Incentives and Selection: A Missing Frame From AI Threat Discussions? — LessWrong

11 Incentives and Selection: A Missing Frame From AI Threat Discussions?

by DragonGod

26th Feb 2023

2 min read

11

Epistemic Status

Written quickly, originally as a Twitter thread.

Thesis

I think a missing frame from AI threat discussion is incentives (especially economic) and selection (pressures exerted on a system during its development).

I hear a lot of AI threat arguments of the form: "AI can do X/be Y" with IMO insufficient justification that:

It would be (economically) profitable for AI to do X
The default environments/training setups select for systems that are Y

That is such arguments establish that somethings can happen, but do not convincingly argue that it is likely to happen (or that the chances of it happening are sufficiently high). I think it's an undesirable epistemic status quo.

Examples

1: Discrete Extinction Events

Many speculations of AI systems precipitating extinction in a discrete event^[1].

I do not understand under what scenarios triggering a nuclear holocaust, massive genocide via robot armies or similar would be something profitable for the AI to do.

It sounds to me like just setting fire to a fuckton of utility.

In general, triggering civilisational collapse seems like something that would just be robustly unprofitable for an AI system to pursue^[2].

As such, I don't expect misaligned systems to pursue such goals (as long as they don't terminally value human suffering/harm to humans/are otherwise malevolent).

2. Deceptive Alignment

Consider also deceptive alignment.

I understand what deceptive alignment is, how deception can manifest and why sufficiently sophisticated misaligned systems are incentivised to be deceptive.

I do not understand that training actually selects for deception though^[3].

Deceptive alignment seems to require a peculiar combination of situational awareness/cognitive sophistication that complicates my intuitions around it.

Unlike with many other mechanisms/concepts we don't have a clear proof of concept, not even with humans and evolution.

Humans did not develop the prerequisite situational awareness/cognitive sophistication to even grasp evolution's goals until long after they had moved off the training distribution (ancestral environment) and undergone considerable capability amplification.

Insomuch as humans are misaligned with evolution's training objective, our failure is one of goal misgeneralisation not of deceptive alignment.

I don't understand well how values ("contextual influences on decision making") form in intelligent systems under optimisation pressure.

And the peculiar combination of situational awareness/cognitive sophistication and value malleability required for deceptive alignment is something I don't intuit.

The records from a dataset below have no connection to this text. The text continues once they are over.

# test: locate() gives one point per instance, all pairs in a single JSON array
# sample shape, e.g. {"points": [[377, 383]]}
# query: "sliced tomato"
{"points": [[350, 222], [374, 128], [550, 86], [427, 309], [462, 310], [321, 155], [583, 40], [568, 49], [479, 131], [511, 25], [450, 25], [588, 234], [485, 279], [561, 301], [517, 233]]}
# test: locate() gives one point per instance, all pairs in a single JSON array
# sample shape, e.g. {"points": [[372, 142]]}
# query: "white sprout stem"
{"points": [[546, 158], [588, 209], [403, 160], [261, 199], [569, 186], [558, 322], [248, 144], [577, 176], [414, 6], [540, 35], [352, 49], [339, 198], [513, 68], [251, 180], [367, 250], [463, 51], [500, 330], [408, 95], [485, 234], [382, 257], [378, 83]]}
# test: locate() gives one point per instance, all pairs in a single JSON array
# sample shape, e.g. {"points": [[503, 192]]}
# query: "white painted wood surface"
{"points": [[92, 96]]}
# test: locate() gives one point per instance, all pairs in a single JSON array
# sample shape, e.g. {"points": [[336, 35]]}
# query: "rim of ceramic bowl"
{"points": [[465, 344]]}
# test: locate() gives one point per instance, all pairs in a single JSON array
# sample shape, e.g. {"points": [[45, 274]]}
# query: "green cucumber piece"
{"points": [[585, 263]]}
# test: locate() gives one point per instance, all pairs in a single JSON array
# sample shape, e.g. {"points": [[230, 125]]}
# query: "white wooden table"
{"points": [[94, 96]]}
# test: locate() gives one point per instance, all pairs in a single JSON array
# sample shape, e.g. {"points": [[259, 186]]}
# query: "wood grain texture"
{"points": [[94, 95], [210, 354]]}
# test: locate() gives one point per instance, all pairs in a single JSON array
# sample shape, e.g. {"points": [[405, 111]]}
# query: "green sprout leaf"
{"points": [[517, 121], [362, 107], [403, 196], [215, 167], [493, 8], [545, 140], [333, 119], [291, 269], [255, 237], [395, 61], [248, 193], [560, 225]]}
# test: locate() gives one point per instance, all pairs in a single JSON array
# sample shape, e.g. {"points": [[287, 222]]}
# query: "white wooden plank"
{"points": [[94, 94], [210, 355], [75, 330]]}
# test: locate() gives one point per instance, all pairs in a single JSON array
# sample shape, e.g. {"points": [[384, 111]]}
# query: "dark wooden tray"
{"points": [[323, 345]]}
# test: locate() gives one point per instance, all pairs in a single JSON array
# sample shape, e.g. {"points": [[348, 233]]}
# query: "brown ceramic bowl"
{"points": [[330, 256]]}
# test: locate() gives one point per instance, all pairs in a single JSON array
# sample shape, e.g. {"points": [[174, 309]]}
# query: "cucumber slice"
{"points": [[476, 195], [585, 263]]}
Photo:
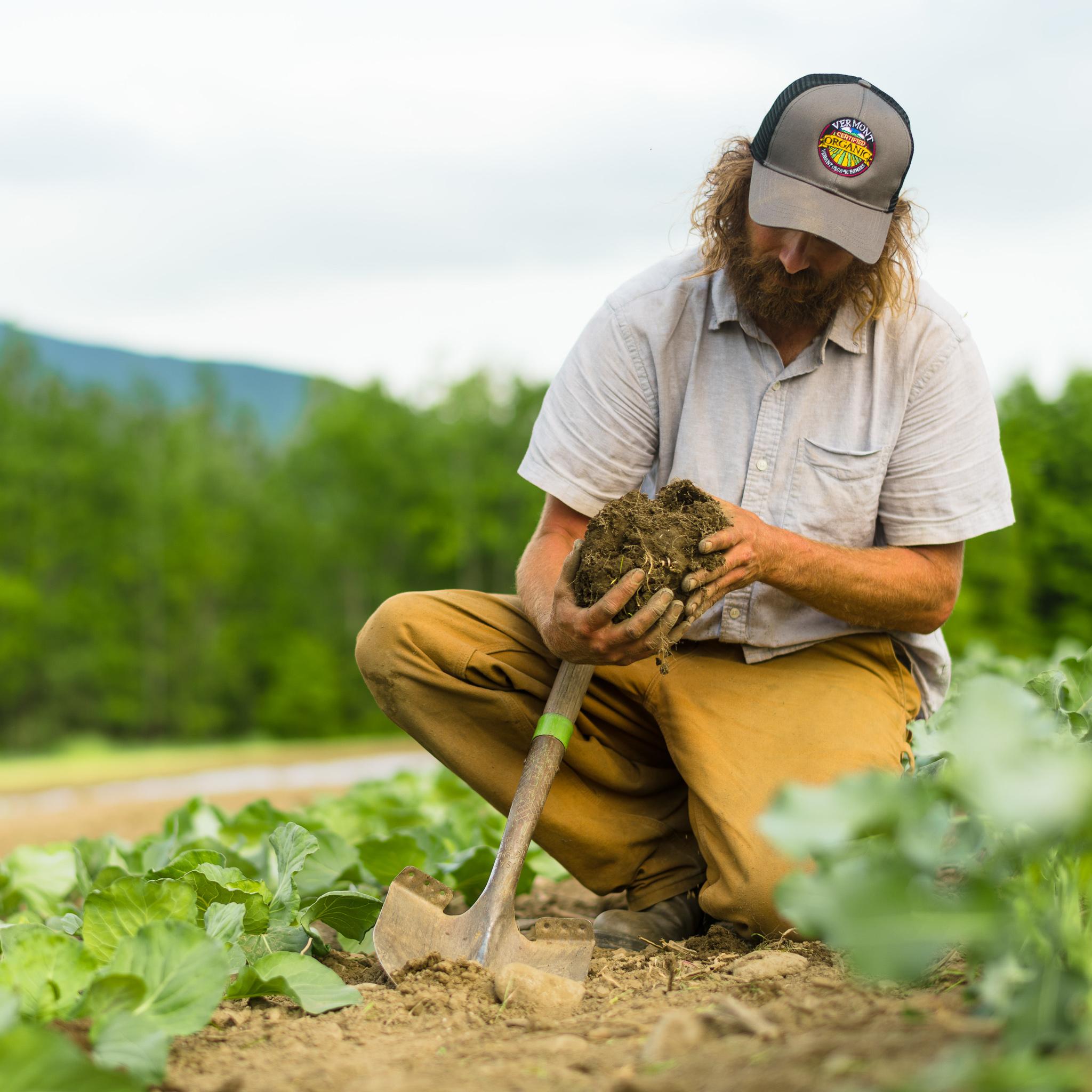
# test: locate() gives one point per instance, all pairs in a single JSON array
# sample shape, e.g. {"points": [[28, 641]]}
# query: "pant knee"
{"points": [[383, 643]]}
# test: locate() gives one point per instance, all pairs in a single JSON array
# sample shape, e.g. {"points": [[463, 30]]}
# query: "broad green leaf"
{"points": [[292, 847], [1011, 765], [216, 884], [314, 987], [93, 855], [42, 876], [278, 938], [186, 862], [352, 913], [9, 1009], [224, 921], [194, 821], [1077, 690], [37, 1059], [185, 972], [889, 918], [133, 1042], [384, 857], [109, 995], [129, 903], [47, 970], [109, 875], [69, 923], [327, 866], [252, 825], [470, 872]]}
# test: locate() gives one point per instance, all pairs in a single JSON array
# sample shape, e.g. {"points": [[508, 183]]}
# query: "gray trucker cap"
{"points": [[830, 158]]}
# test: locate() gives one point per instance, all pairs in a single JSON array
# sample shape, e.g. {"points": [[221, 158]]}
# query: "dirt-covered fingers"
{"points": [[722, 540], [717, 589], [649, 630], [641, 625], [679, 629], [602, 613]]}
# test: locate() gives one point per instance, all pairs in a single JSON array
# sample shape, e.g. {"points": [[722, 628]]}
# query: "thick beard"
{"points": [[771, 295]]}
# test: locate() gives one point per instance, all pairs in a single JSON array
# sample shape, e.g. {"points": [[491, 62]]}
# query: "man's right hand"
{"points": [[591, 636]]}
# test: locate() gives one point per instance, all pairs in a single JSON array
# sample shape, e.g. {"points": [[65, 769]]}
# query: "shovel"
{"points": [[413, 924]]}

A deceptive system must have learned the intended objective of the outer optimisation process, internalised values that are misaligned with said objective, be sufficiently situationally aware to realise its an intelligent system under optimisation and currently under training...

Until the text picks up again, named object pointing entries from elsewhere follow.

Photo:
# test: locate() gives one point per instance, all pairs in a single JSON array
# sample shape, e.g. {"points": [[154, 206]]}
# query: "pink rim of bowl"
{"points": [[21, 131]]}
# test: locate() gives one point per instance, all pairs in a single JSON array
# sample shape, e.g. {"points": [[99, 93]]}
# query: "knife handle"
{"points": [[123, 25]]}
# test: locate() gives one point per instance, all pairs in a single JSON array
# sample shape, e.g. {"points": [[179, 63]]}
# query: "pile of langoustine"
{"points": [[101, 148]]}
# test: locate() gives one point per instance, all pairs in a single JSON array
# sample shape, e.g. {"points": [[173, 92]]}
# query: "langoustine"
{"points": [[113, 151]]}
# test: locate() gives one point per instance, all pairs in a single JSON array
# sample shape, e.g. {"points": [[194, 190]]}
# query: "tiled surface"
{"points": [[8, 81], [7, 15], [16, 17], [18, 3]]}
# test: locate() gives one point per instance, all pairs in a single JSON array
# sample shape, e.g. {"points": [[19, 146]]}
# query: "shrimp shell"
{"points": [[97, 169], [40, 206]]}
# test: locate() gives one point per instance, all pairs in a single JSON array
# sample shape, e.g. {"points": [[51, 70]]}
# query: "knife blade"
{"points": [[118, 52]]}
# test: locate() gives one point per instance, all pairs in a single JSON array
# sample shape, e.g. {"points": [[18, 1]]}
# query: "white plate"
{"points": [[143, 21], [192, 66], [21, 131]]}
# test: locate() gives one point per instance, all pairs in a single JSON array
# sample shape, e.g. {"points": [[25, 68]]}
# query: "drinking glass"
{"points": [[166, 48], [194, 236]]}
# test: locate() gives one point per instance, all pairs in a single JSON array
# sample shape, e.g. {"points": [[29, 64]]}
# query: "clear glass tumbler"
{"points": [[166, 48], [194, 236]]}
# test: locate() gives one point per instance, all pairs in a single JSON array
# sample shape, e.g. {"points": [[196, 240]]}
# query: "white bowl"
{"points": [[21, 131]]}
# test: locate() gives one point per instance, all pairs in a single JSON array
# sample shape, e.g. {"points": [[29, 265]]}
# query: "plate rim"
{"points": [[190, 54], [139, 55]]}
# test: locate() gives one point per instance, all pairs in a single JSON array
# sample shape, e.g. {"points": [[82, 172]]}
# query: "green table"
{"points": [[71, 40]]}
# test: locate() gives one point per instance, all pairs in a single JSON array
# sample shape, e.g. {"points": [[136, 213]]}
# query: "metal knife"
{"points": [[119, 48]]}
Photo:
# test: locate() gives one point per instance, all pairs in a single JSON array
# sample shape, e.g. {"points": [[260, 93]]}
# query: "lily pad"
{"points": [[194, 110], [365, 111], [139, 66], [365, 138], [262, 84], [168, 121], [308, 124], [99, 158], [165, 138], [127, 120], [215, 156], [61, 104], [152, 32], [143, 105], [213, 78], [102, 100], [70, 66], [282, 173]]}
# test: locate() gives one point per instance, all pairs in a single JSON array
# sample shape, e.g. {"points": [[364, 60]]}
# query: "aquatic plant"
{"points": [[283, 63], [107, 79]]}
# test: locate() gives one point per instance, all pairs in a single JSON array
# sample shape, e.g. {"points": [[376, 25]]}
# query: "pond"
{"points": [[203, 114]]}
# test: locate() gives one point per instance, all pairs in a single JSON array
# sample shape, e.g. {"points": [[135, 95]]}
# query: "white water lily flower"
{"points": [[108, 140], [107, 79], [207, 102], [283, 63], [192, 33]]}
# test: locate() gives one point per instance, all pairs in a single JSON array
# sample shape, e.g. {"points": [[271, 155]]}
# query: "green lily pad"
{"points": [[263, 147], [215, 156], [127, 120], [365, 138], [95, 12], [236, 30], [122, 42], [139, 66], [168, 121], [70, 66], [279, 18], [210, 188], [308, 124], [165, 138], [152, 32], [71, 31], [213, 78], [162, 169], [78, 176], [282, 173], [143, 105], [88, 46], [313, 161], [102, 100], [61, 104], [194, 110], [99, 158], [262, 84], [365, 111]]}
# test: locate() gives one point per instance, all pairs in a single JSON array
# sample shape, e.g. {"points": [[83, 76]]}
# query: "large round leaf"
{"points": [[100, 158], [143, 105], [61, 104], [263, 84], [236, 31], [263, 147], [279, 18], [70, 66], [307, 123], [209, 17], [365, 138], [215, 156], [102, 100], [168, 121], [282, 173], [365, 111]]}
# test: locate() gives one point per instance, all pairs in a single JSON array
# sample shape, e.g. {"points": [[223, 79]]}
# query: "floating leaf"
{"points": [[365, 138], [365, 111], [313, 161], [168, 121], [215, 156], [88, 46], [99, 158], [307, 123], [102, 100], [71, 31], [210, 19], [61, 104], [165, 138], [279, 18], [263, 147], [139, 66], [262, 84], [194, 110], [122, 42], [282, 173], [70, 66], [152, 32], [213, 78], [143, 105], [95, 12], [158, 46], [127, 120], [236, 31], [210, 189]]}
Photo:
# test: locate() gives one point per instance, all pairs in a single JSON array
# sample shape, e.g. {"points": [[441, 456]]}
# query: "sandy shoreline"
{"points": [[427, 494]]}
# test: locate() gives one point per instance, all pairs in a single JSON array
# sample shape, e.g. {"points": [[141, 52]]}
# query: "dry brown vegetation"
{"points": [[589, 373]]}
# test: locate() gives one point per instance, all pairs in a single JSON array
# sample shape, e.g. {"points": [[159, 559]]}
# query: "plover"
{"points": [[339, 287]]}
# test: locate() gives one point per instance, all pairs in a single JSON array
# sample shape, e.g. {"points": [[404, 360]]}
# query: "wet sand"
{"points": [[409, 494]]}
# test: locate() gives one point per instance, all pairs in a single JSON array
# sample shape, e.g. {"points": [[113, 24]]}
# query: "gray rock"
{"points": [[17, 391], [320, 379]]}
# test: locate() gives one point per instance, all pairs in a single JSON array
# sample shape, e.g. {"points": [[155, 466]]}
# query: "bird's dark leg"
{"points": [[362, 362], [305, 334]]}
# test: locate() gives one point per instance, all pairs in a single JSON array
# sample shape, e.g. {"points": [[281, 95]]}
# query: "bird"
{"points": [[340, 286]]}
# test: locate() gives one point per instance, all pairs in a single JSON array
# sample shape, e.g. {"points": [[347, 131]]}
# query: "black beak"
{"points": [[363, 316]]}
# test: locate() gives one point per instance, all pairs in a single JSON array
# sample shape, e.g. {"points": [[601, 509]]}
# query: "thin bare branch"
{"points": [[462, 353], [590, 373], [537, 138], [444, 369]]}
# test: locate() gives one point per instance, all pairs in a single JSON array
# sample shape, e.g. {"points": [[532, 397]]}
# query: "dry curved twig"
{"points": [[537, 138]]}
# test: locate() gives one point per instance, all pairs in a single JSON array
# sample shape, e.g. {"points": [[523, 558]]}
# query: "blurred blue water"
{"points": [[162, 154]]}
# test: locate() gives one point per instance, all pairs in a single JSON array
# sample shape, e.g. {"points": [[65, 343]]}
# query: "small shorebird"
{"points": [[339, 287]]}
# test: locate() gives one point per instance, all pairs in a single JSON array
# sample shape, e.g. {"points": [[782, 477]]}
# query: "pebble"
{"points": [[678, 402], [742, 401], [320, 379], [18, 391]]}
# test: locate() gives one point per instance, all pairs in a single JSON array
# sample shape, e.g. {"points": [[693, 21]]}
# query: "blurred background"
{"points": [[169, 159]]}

Reflect on all of this, and counterfactually consider how it's behaviour during training would affect the selection pressure the outer optimisation process applies to its values, care about its values across "episodes", etc.

And I feel like there are a lot of unknowns here. And the prerequisites seem considerable? Highly non-trivial in a way that e.g. reward misspecification or goal misgeneralisation are not.

Like I'm not sure this is a thing that necessarily ever happens. Or happens by default? (The way goal misgeneralisation/reward misspecification happen by default.)

I'd really appreciate an intuitive story of how training might select for deceptive alignment.

E.g. RLHF/RLAIF on a pretrained LLM (LLMs seem to be the most situationally aware AI systems) selecting for deceptive alignment.